Now I want to do the alignment of fastqs that only have 5 M reads each so I do not need very much memory. If I only request 10GB of memory for the scheduler, what argument/s do I need to give the the alignment script so that it will not use more than 10GB? I always thought it was also --limitGenomeGenerateRAM but in discussion with someone else and reading the manual, it sounds like that only applies to generating the index. Looking at the 15.11 Limits section of the manual, maybe I only need to add --limitBAMsortRAM with a specific value so it will not default to the "genome index size" like so:

STAR --runThreadN $SLURM_NTASKS \
     --genomeDir STAR-2.7.6a_GRCm39_full_Index \
     --readFilesIn sample1.fastq \
     --sjdbGTFfile GCF_000001635.27_GRCm39_genomic.gtf \
     --sjdbOverhang 99 \
     --outFileNamePrefix sample1_ \
     --outSAMtype BAM SortedByCoordinate
     --limitBAMsortRAM 10000000000 \

Would this be the correct way to limit the alignment memory?

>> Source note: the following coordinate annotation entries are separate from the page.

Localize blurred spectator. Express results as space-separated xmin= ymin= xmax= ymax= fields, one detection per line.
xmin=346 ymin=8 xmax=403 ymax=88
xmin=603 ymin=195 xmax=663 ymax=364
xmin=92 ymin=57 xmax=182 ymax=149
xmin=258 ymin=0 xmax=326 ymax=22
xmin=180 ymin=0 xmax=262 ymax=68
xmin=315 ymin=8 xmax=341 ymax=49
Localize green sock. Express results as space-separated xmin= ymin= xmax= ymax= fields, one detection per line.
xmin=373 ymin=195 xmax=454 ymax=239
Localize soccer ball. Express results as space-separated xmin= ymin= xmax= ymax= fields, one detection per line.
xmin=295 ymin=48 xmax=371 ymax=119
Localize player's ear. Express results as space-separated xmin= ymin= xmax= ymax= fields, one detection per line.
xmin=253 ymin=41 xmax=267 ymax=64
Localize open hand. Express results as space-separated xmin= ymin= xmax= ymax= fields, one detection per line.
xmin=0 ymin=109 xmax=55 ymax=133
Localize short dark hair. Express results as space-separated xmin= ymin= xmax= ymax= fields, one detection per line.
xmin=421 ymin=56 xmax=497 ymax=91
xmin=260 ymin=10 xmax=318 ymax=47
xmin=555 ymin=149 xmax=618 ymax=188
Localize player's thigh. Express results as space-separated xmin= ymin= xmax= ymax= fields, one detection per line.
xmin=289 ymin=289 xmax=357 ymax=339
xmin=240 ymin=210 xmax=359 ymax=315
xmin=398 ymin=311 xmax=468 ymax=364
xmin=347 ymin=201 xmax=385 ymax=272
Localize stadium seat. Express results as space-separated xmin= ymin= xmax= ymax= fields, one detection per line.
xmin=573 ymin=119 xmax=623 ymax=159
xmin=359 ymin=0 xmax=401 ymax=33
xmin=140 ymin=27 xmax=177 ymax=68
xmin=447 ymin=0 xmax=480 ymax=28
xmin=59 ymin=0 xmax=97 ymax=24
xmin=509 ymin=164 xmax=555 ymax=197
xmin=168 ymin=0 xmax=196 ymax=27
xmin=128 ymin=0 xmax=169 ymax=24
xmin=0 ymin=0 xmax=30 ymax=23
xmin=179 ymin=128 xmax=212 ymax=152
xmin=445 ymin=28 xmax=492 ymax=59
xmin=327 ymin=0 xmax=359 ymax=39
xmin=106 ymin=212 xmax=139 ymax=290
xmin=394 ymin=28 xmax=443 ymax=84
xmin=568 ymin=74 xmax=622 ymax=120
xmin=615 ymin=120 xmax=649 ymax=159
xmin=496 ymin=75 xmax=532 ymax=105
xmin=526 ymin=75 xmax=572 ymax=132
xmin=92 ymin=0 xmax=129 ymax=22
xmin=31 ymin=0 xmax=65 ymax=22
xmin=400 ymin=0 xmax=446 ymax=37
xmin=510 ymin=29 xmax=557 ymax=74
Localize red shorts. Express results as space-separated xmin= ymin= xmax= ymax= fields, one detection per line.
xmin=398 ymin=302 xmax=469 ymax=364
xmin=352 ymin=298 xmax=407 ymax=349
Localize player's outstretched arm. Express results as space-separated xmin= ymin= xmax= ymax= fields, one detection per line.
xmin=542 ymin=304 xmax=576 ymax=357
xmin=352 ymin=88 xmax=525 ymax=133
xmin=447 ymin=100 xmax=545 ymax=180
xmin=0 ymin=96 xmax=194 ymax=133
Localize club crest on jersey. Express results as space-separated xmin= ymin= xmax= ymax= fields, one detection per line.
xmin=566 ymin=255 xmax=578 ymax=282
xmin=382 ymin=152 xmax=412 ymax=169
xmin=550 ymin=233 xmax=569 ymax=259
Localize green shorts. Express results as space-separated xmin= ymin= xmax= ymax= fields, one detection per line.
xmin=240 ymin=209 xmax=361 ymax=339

Thanks!

alexdobin commented 3 years ago

Hi Jenny,

unfortunately, it's not possible to control the amount of RAM used at alignment step - it's determined by the genome index size. A ~3Gbase genome should fit into 32GB, but I would request a bit more, say 35GB.

--limitBAMsortRAM 10000000000 is only needed if you were to use --genomeLoad shared memory options, which is not recommended for cluster jobs. Without a shared memory genome, the genome will be unloaded before sorting, and the memory used for RAM will be equal to the genome index size.

Also, I would recommend adding the GTF file at the genome generation step, not at the mapping step - this would save time and memory at the mapping step.

Cheers Alex

jdrnevich commented 3 years ago

Thanks, Alex. So we should still use --limitGenomeGenerateRAM in the alignment to indicate how much memory STAR has access to, or it gets automatically set to whatever the genome index had when it was created?

The reason we do not add the GTF file at the genome generation step is that the gene model annotation changes a lot more frequently than the genome. We are a core that analyzes lots of different species for many different researchers, and we have fewer reference indexes to maintain by not including the GTF. Though I admit we haven't done any benchmarking to see how much extra time it adds during the alignment vs. not having to remake a new index every quarter when a new Ensembl/Gencode gene set comes out!

alexdobin commented 3 years ago

Hi Jenny,

once the genome is created, STAR automatically allocates as much memory as it needs, so you do not need --limitGenomeGenerateRAM at the mapping stage.

I agree that in your case it makes perfect sense to add annotations on the fly, to avoid keeping multiple different references. It only adds a few minutes to each run, so for long enough runs it should not be a big overhead. However, it might be significant for short runs that you were talking about (5M reads?).